Targeting Wnt/β-catenin signaling pathway combined with PD-1 targeting ICI is thought to improve T cell priming and T cell infiltration into tumor microenvironment, because Wnt/β-catenin pathway is associated with dendritic cells, tumor-associated macrophages cells as well as regulation of regulatory T cell infiltration, which was tested in early clinical trials ( NCT01351103 ).

In addition, immunosuppressive cytokines can also be specifically targeted, such as against IDO ( NCT03854032, NCT03915405 ), IL-6/IL-6R ( NCT04191421, NCT04691817 ), IL-10 ( NCT03382912, NCT02009449 ) and TGF-β ( NCT04429542 ), as a combination immunotherapy for advanced solid cancers.
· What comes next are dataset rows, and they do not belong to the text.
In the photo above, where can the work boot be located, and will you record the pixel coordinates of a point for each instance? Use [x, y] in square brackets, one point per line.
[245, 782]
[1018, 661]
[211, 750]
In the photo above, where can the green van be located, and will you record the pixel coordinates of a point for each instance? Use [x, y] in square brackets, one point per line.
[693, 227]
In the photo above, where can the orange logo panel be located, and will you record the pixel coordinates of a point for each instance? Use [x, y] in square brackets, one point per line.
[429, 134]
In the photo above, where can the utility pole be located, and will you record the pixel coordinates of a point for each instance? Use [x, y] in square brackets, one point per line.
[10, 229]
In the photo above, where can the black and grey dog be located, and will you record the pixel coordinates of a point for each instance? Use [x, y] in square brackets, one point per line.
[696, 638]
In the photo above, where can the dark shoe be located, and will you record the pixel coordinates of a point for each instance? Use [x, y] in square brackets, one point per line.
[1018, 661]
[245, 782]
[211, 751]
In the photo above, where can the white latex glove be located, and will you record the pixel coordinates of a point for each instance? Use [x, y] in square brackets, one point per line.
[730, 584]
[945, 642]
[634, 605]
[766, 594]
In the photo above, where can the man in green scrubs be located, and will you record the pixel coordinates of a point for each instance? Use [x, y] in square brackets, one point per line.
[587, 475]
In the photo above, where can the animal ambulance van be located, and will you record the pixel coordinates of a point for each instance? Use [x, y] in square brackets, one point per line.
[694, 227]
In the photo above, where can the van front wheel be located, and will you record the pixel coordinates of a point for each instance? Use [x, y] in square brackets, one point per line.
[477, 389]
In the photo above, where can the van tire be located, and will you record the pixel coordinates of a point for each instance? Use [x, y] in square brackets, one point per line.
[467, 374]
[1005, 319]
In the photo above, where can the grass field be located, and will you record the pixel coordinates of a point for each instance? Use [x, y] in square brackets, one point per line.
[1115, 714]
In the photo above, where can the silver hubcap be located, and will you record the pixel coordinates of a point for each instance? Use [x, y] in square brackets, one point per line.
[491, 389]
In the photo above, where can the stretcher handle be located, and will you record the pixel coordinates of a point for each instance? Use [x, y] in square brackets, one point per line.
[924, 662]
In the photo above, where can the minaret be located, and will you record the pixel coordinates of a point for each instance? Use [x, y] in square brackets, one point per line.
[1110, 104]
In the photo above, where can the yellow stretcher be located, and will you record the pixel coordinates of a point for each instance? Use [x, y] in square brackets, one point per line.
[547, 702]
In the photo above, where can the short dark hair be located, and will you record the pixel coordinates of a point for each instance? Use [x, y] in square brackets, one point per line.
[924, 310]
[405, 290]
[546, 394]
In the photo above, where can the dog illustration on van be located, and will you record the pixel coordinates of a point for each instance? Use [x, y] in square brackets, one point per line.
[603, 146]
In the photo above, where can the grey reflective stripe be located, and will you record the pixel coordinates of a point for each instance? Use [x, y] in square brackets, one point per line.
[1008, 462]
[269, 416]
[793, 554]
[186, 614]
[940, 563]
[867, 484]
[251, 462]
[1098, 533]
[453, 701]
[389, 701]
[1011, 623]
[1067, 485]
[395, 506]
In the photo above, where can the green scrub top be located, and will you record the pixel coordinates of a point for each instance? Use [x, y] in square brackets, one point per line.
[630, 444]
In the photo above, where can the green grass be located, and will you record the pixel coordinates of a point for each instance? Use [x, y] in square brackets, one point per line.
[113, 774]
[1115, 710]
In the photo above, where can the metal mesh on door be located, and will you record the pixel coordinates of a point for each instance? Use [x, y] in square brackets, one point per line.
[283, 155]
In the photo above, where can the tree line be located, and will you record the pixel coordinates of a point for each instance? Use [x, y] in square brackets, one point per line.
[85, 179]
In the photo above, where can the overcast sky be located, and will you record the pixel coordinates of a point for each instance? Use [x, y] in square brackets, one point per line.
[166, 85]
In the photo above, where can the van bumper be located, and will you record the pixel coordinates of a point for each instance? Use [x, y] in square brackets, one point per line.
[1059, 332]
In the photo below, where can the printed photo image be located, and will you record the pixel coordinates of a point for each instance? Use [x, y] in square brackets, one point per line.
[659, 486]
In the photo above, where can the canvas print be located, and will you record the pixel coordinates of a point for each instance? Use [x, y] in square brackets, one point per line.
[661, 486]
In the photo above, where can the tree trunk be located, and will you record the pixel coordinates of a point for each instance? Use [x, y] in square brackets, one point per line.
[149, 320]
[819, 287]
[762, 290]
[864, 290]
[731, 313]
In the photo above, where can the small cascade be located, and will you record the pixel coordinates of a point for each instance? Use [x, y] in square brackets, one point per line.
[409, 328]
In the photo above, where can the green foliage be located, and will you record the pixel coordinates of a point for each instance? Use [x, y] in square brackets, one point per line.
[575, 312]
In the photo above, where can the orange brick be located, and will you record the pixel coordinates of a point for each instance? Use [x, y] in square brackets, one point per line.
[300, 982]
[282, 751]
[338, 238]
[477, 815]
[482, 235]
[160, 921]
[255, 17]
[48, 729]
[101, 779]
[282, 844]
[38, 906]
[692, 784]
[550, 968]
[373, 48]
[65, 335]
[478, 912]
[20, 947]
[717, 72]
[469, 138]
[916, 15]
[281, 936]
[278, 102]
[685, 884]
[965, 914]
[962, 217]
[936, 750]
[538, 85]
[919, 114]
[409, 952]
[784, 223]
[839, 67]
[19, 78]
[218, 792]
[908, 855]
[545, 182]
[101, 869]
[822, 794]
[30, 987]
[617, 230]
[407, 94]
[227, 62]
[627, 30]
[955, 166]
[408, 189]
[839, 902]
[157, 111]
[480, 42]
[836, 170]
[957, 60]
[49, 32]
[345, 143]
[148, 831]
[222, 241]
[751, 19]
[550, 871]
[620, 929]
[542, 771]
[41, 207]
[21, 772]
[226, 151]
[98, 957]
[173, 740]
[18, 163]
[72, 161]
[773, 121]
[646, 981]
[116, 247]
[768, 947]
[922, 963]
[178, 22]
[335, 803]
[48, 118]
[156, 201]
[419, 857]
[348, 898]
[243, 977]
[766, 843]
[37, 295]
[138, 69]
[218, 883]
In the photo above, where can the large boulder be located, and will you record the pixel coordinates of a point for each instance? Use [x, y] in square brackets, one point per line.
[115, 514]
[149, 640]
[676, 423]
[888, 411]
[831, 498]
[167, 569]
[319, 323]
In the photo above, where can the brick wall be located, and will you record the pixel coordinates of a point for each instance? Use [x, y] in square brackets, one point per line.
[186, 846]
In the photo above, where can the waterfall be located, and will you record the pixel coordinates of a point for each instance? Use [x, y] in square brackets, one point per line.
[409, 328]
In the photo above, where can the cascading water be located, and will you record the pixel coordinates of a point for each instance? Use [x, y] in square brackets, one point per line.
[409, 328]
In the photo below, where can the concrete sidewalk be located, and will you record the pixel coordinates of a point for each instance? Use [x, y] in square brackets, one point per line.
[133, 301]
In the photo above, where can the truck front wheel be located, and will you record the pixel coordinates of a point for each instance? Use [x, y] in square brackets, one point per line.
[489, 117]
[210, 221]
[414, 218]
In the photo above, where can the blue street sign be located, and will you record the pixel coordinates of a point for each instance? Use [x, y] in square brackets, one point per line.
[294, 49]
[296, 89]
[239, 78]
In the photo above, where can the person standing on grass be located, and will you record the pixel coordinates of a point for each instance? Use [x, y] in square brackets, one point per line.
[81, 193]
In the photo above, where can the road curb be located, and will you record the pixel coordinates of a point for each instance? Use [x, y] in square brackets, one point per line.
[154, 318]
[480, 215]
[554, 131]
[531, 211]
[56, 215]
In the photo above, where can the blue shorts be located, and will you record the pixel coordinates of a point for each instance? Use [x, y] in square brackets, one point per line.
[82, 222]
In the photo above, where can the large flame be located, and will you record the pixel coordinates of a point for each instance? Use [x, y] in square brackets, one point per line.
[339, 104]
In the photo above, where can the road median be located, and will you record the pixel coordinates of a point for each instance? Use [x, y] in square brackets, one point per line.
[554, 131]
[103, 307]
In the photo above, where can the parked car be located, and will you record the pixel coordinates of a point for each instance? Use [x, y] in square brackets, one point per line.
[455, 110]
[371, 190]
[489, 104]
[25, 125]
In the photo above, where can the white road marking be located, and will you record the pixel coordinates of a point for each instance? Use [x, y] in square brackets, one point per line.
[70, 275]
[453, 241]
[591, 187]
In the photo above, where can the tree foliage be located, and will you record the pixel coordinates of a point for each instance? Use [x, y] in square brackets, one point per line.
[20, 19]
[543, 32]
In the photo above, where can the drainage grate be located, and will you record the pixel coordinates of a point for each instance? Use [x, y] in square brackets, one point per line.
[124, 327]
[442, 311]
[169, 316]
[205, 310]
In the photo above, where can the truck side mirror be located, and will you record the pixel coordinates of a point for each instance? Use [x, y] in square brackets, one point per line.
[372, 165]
Approaches that combine PD-1/PD-L1 inhibitors to inhibit the DNA damage repair ( DDR ) pathway, such as poly ADP-ribose polymerase ( PARP ) inhibitors or circulating protein-dependent kinase 4/6 ( CDK4/6 ) inhibitors are also a way.

Because dysfunctional DDR is thought to play a role in activating the host immune system.

For example, PARP inhibitors can enhance antitumor immunity by activating the STING pathway, thereby increasing the recruitment of chemokines and further inducing cytotoxic T cell function.

In addition, other cell types in the tumor inflammatory microenvironment, such as MDSCs, tumor-associated macrophages, and tumor-associated fibroblasts, can also be targeted for therapy, potentially improving the resulting antitumor immune response.






All steps of the cancer immune cycle may exhibit impaired function, resulting in ineffective intermediate processes that reduce tumor-specific immune responses.

In fact, immune escape and resistance mechanisms may lead to ineffective ICI blockade therapy.

Therefore, there is a need to specifically address dysfunctions that may occur at several steps in the cancer immune cycle. A personalized biomarker approach can help identify patient-specific disturbances in the immune cycle, allowing for targeted combination therapy.

Currently, many promising novel immunomodulatory therapeutic strategies and their combinations are currently being investigated in the clinic, with the potential to achieve meaningful immune responses in cancer patients.


In conclusion, in the future, a comprehensive understanding of the unique interactions between the patient’s immune system and cancer cells, as well as the specific underlying immune escape mechanisms, is needed to guide the selection of personalized immunotherapy for cancer patients.









1. Immune escape mechanisms and therapeutic approaches in cancer: the cancer-immunity cycle. The Adv Med Oncol. 2022;14: 17588359221096219.

What is dysfunction of the cancer immune cycle?